Sabato, una scatola in metallo abbandonata sulla panchina all’ingresso di piazza San Pancrazio… al suo interno, tre pennarelli colorati, una stilo, un bianchetto, una gomma da cancellare molto consumata, un temperino in metallo e tanti mozziconi di matita… tutti uguali e rigorosamente appuntiti.
Poi, nel sottofondo, un rettangolino di carta ben stirata su cui una grafia nitida e precisa ha tracciato un numero di telefono: “Pronto, buongiorno, sono dell’Associazione per Villa Pamphilj, avrei trovato un astuccio…”
“Grazie, grazie – mi risponde una voce di donna – lui era così preoccupato, è tornato due volte a cercarlo, ora non c’è, mi dia il suo numero, la faccio richiamare come torna… grazie, grazie, grazie!!!”.
L’ho incontrato ieri sera: minuto, l’aria un po’ svagata mentre rincorre da sotto gli occhiali le linee dell’androne dove è in attesa, le mani affondate in un lungo cappotto, i modi cortesi e la voce modulata: “Grazie di averlo trovato, lei è stato gentilissimo…” e quasi si schernisce quando io, curioso, gli chiedo di tutte quelle matite ben curate: cos’è un disegnatore, uno scrittore, un appassionato di… “Sono un professore, mi piace venire a villa per leggere, e poi annotare qualcosa, con il làpis, di fianco sul testo…”.

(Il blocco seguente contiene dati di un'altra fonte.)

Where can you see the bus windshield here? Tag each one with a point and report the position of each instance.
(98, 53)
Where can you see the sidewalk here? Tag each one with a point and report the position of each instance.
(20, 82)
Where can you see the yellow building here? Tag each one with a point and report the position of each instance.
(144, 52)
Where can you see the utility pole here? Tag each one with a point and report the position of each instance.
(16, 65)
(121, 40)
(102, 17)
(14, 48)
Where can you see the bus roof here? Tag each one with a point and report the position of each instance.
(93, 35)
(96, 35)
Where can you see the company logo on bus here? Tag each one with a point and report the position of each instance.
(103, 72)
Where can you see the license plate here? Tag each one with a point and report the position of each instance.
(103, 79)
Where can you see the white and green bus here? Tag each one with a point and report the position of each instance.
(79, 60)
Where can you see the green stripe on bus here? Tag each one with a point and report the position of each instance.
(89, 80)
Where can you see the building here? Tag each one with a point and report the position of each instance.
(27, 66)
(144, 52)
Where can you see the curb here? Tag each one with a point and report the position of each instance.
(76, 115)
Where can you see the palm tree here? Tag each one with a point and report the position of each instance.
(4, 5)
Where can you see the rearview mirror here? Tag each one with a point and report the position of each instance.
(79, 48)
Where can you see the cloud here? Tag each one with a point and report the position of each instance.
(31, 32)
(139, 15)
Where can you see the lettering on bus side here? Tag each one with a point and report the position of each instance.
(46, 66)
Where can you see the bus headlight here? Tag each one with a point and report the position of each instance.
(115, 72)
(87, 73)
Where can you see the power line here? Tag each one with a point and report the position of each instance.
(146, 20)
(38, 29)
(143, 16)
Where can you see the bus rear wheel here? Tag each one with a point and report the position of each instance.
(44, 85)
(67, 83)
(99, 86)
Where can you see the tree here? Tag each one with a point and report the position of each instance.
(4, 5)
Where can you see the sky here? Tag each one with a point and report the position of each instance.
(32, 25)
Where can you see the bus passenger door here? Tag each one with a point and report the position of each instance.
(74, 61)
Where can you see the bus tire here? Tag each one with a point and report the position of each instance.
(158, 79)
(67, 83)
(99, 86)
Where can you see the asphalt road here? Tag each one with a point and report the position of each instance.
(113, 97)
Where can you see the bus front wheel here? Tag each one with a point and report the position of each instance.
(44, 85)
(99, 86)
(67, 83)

Quando ha saputo che siamo quelli dei fiori, del muro dipinto, della difesa della villa voleva regalarci qualcosa perchè “Mi sembra giusto, avete ritrovato il mio astuccio, e questo può servire per sostenere le vostre iniziative… “: grazie professore, oggi non ce n’è bisogno, ché aver incontrato una persona così, fuori dal tempo, pulita ed ancora sognante, con quei suoi làpis, corti e ben appuntiti, quella sua panchina, le letture… è il sogno della villa Pamphilj di un tempo, prima delle brutture e del degrado di cui vi parliamo continuamente, è una sensazione di serenità interiore… e tutto, in punta di làpis!